Monday, September 8, 2014

The Tale of the Hubristic Baker

For Ian's birthday celebration on Saturday, he asked that I bake him a birthday cake.  I was happy to oblige, especially since he baked my birthday cake earlier this year.  He asked for a Black Forest cake, which I eagerly agreed to.

I found a recipe that I liked and gathered my ingredients.  On Saturday, I got started.  The cake recipe looked pretty straight forward, so I figured that I wouldn't have any trouble with it.  Well, my first problem was that I skipped a step, deeming it unnecessary: line the cake pans with wax paper.  Even though I had never used this recipe before, I decided that by greasing and flouring my already non-stick pans that everything would be fine.  You can probably guess what happened next: I couldn't remove the cake from the pans.  I decided to cut my losses and I ran to the store for a chocolate cake mix.  I actually followed the direction to line the pans with wax paper and, what do you know?, they came right out.

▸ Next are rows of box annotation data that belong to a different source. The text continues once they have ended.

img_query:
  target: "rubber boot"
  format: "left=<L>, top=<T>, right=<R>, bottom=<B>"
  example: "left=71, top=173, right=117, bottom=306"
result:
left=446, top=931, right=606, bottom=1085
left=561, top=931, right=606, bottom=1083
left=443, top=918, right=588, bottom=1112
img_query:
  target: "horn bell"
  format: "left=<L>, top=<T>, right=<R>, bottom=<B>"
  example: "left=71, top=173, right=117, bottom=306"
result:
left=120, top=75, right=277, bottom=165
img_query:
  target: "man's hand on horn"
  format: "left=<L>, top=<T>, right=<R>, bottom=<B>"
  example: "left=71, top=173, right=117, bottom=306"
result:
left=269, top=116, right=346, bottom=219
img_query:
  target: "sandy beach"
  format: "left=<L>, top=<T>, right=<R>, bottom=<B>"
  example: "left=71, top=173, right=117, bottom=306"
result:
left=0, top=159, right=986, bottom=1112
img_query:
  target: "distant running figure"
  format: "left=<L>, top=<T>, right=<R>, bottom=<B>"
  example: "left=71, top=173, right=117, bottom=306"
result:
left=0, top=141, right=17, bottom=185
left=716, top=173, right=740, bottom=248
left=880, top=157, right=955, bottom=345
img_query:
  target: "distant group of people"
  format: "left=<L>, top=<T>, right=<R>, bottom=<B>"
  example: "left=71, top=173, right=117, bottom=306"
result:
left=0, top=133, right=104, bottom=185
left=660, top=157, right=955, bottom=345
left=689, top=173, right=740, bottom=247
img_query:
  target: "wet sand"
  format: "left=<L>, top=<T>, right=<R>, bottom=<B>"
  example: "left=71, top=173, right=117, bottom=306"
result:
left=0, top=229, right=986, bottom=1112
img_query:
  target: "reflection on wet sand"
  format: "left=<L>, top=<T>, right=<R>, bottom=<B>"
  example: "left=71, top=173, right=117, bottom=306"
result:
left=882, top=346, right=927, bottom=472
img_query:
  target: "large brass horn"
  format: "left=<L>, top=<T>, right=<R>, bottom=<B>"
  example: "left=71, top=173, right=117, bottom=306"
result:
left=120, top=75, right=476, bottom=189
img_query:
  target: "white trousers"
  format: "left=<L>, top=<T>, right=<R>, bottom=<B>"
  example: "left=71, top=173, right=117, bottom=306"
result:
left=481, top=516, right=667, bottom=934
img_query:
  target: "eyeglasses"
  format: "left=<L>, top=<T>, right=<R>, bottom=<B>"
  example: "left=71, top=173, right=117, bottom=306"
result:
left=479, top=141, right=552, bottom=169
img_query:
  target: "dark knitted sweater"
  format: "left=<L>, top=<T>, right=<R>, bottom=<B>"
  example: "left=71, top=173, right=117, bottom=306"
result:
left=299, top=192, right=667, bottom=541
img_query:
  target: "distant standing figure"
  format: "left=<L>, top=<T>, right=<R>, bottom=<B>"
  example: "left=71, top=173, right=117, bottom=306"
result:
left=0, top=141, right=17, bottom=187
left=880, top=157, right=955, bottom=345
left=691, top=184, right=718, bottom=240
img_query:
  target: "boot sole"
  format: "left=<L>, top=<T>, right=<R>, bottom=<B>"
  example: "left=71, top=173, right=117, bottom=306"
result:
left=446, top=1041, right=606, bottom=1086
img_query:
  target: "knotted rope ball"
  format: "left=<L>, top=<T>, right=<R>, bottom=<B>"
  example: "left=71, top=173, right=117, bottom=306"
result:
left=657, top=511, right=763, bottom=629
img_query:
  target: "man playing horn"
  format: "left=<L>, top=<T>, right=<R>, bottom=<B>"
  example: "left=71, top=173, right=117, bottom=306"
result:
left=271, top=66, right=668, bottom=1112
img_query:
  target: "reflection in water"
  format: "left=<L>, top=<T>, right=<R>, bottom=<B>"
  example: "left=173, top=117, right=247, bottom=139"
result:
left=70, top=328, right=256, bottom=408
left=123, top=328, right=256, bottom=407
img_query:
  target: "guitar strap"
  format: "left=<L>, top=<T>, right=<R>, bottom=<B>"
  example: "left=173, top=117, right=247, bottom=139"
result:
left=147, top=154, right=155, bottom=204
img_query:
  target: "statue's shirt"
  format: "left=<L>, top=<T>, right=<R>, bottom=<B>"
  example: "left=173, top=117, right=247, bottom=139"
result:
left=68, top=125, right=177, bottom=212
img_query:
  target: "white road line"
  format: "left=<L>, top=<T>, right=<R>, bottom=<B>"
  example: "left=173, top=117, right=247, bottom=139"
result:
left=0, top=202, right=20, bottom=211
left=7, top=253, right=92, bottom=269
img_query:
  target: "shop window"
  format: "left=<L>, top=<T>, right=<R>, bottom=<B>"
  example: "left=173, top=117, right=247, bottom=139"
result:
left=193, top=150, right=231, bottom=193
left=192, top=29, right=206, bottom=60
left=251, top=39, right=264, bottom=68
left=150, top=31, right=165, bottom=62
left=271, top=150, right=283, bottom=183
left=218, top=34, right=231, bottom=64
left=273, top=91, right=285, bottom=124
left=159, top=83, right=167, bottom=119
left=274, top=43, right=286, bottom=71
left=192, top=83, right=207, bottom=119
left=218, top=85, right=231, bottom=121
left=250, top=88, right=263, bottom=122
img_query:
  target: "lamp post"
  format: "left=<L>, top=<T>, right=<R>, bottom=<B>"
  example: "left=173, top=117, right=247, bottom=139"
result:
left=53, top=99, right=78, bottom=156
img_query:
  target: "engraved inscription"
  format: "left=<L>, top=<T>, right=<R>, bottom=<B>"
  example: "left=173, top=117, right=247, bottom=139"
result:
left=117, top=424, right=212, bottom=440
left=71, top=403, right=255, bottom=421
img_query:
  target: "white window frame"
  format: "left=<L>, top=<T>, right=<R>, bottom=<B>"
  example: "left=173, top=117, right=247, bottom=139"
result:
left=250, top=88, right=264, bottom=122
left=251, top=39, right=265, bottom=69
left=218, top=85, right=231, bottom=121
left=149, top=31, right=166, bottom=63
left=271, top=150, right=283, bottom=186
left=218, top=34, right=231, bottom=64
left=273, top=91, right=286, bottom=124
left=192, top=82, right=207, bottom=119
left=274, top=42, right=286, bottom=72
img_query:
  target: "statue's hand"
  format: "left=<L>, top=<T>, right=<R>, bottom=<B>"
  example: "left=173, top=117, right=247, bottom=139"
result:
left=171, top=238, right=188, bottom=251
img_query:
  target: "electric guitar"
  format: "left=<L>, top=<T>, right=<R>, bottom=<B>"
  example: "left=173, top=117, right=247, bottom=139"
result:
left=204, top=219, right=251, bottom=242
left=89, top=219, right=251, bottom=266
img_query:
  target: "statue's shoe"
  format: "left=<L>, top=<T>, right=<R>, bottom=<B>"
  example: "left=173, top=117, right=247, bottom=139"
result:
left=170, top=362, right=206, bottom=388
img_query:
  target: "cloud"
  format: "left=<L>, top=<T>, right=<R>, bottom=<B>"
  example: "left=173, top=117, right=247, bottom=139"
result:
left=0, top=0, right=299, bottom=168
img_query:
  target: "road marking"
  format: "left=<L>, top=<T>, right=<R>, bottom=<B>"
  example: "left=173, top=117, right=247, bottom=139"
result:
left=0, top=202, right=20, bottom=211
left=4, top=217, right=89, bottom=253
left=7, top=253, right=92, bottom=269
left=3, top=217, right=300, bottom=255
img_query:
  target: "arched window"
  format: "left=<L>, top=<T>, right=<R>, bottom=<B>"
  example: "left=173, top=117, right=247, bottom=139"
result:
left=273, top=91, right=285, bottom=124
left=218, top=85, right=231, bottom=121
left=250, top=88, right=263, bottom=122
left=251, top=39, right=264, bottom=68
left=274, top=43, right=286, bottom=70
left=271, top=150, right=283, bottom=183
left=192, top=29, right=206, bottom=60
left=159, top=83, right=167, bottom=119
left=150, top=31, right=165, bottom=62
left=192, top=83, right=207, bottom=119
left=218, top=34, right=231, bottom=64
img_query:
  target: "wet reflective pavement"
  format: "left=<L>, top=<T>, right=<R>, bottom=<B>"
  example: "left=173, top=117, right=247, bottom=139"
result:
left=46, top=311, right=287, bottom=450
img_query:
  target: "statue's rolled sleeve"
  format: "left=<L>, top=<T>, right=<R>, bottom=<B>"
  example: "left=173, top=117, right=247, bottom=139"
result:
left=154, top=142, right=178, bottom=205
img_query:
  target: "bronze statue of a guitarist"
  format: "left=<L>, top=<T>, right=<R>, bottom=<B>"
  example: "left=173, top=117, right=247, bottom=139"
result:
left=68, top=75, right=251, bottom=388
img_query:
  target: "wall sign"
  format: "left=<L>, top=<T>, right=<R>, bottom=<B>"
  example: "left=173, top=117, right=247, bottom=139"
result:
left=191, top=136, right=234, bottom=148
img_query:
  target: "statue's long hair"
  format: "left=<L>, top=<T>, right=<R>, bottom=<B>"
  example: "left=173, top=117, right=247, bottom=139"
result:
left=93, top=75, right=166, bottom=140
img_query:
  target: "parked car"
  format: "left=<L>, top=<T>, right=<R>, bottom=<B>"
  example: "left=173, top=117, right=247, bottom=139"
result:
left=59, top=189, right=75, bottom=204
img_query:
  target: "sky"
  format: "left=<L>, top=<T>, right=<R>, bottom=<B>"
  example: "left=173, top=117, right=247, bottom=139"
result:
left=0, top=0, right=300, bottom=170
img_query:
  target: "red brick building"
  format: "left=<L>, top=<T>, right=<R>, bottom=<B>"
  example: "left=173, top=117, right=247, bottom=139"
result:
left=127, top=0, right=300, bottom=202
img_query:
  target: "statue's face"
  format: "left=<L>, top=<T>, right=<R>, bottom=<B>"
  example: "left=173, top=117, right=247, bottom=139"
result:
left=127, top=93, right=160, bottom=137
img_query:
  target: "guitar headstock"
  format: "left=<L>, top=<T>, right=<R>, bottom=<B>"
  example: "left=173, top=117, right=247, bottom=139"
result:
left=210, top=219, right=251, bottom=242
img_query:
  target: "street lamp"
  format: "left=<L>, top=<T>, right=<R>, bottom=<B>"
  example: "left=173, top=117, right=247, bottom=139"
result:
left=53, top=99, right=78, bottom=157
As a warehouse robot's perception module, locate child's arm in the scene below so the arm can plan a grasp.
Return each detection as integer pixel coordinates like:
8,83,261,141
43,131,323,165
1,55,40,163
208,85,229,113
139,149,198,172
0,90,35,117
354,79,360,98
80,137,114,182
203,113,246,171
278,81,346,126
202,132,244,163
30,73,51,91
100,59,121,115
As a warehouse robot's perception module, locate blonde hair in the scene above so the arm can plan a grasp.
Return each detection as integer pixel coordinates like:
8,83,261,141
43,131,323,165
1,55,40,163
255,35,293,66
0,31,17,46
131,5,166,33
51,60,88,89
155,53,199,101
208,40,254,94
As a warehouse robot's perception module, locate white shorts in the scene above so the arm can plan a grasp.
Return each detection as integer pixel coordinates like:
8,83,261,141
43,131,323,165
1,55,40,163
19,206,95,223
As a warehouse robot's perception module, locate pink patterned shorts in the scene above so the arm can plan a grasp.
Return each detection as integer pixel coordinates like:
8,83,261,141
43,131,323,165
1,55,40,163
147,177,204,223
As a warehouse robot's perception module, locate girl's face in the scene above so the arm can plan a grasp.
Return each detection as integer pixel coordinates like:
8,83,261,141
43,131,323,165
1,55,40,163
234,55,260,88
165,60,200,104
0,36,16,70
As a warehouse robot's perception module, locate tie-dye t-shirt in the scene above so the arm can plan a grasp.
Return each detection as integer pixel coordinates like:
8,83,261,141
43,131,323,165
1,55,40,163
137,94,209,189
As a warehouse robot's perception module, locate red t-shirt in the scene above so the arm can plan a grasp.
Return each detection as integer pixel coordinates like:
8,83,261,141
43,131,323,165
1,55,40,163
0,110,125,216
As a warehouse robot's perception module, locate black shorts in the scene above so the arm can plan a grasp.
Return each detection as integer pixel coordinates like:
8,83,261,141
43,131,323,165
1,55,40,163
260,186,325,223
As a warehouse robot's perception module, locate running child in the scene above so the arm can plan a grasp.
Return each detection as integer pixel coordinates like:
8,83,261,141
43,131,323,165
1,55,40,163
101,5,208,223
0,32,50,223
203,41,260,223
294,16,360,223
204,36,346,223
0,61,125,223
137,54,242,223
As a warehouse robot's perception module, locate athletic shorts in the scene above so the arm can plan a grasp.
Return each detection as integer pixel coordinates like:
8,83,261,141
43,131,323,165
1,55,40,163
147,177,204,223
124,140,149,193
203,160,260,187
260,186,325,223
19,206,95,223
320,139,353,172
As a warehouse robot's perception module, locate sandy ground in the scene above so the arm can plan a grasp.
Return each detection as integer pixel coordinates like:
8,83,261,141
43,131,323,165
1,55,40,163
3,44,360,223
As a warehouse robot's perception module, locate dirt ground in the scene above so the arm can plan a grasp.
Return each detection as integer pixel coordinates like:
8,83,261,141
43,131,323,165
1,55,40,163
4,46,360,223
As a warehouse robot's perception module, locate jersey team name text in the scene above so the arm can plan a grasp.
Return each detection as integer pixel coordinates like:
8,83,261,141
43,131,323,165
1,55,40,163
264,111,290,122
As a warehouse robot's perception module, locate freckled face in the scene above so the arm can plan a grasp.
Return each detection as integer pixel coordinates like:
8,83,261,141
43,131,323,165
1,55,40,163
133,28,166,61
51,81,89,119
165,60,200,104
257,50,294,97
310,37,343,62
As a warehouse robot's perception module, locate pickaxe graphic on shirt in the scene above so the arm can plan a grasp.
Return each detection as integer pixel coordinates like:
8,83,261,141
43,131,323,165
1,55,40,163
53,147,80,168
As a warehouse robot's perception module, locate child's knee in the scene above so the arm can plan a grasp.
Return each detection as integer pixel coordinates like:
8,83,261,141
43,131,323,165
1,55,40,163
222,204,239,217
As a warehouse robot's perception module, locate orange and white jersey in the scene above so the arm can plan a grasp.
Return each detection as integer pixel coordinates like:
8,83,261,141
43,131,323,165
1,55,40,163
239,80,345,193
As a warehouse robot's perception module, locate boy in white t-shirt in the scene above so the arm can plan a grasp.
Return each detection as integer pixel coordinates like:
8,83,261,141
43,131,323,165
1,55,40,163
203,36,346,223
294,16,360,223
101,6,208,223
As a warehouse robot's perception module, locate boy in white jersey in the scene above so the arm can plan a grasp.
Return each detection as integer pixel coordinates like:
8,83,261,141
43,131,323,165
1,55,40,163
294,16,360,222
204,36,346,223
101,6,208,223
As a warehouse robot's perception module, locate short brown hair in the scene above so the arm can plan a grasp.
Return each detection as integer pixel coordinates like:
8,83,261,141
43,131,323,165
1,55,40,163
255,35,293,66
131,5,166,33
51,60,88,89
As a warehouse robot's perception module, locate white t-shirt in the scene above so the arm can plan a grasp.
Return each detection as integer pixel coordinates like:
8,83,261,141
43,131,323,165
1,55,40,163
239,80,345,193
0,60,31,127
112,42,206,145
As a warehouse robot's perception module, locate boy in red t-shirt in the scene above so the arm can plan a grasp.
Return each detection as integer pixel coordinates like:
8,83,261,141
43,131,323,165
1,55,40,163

Next I made the cherry compote, but I didn't give it enough time to cool.  I've made fruit compote before, but usually it's meant to be used while still a bit warm.  Unfortunately, when combining warm compote with fresh whipped cream, it all becomes kind of a mess.  I pilled everything together the best that I could, loaded it in my cake carrier, and drove south to the Larsens.

I apologized profusely for messing up my present to Ian, but he was just happy that I was able to deliver, even if I was aided by Duncan Hines.  And even though the cake was far from pretty, it did taste pretty good - Ian went back for a second piece, which is the best compliment that a chef can receive (Clara said that she didn't like the fruit, but had no problem with the cake and whipped cream).

Even though I have done plenty of baking over the years and I have succeeded in many of my attempts, I am still learning and I should not ignore steps in recipes, especially when I've never made that treat before.